Having Fun with Google Custom Search API and Java

Lets talk about the most awesome site of world, Google.  Google started as a search site and it supports over 100 billion searches a month. How does it do it? Here are some facts

  1. There are more than 60 Trillion individual Web Pages.
  2. Google navigates these pages by crawling.
  3. Once it crawls the pages it adds them to a massive index where the URL of page is stored with URL content as key.
  4. Now when you go and search on Google, it uses programs based on complicated algorithms to generate and produce search result.
  5. While ranking the URLs, Google considers more than 200 factors in consideration some of them are freshness, keyword density, site quality, relevance, synonyms etc.
  6. According to some estimate about 60% of internet traffic is non human and about 50% of this non human traffic is malicious. Also there are lots of malicious site which are intent on harming users. Google constantly works on blacklisting these pages and prevent spamming.
  7. For doing all these tasks, Google uses a total of 1 million servers approximately.

These are impressive stats.  Let us suppose that you want to have a Google like search feature on your site.  But instead of searching entire internet, you want to generate results only from a selected group of sites.

Lets say I want to create a search feature which indexes and searches only on Java Blogs. There are many tools and APIs available in different language that allows us to crawl, index and provide us the desired search result. In other words you can create your own search engine. But would your search engine be as available and robust as Google’s? Answer is,  perhaps, but it it will take lots of resources and time to do so. 

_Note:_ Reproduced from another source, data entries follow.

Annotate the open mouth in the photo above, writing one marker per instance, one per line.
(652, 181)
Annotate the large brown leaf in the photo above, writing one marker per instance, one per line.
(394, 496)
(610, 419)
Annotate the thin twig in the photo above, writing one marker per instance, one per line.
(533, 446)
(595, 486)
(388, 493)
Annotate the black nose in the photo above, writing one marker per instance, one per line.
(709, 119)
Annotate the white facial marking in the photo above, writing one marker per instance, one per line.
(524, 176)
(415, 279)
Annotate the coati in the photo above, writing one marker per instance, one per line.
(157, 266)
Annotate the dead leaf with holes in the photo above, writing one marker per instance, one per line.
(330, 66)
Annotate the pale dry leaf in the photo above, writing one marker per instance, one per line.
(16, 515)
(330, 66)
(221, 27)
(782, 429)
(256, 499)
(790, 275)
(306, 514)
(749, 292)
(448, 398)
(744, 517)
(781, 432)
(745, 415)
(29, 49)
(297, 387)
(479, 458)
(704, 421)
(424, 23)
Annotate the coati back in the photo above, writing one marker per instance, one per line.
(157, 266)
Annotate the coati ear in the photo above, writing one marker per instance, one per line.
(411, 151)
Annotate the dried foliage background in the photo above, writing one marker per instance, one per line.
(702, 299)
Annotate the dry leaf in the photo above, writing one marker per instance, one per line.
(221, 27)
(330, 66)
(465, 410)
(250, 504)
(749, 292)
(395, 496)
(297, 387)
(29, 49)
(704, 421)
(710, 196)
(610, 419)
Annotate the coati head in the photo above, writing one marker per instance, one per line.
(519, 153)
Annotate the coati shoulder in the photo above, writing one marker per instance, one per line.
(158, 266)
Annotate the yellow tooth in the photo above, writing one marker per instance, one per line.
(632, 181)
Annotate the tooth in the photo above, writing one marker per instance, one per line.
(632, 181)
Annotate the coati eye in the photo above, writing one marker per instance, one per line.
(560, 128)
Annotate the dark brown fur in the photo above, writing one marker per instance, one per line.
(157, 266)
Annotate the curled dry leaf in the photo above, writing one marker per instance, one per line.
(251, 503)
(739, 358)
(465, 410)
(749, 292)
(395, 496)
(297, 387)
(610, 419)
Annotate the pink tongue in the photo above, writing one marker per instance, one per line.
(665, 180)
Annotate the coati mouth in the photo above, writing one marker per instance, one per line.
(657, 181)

There is another approach and Google provides the alternative itself.

Google Custom Search API

Google Custom Search enables you to create a search engine for your website, your blog, or a collection of websites. You can configure your search engine to search both web pages and images. You can fine-tune the ranking, customize the look and feel of the search results, and invite your friends or trusted users to help you build your custom search engine. (Taken from google API tutorial doc).

In this post we will walk through how to create a custom Google search engine for a website and have some fun in turn. Without any further ado let us jump to the to-do steps.

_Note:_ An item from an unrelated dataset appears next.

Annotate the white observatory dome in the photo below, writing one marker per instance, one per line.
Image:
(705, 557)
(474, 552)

As first step you need to actually create a search engine. There are two varieties

  1. Custom Google Search – This is free and can be accessed via https://www.google.com/cse/all
  2. Google Site Search – This is a more powerful and paid version of google search. The details can be found here. here http://www.google.com/enterprise/search/products/gss.html

For this tutorial we will use the free one and then we will try using api to create our own Custom search using it. Steps are below.

Step 1 – Create a search engine.

  1. For this visit the following link https://www.google.com/cse/manage/all
  2. Click on Add button. This will open create Custom Google Search Page
  3. First enter all the urls you wish to index and search against. You can choose as many as you want. I mostly choose java blogs like dzone, ibm, theserverside etc.
  4. Now enter the name of your search engine and save it.
  5. Now your search engine is created and you can go there and play with your searches.  Here is mine for your referral Weblog4j Search. Search for java and software related terms and you will get awesome results. You can customize the search page to some extent.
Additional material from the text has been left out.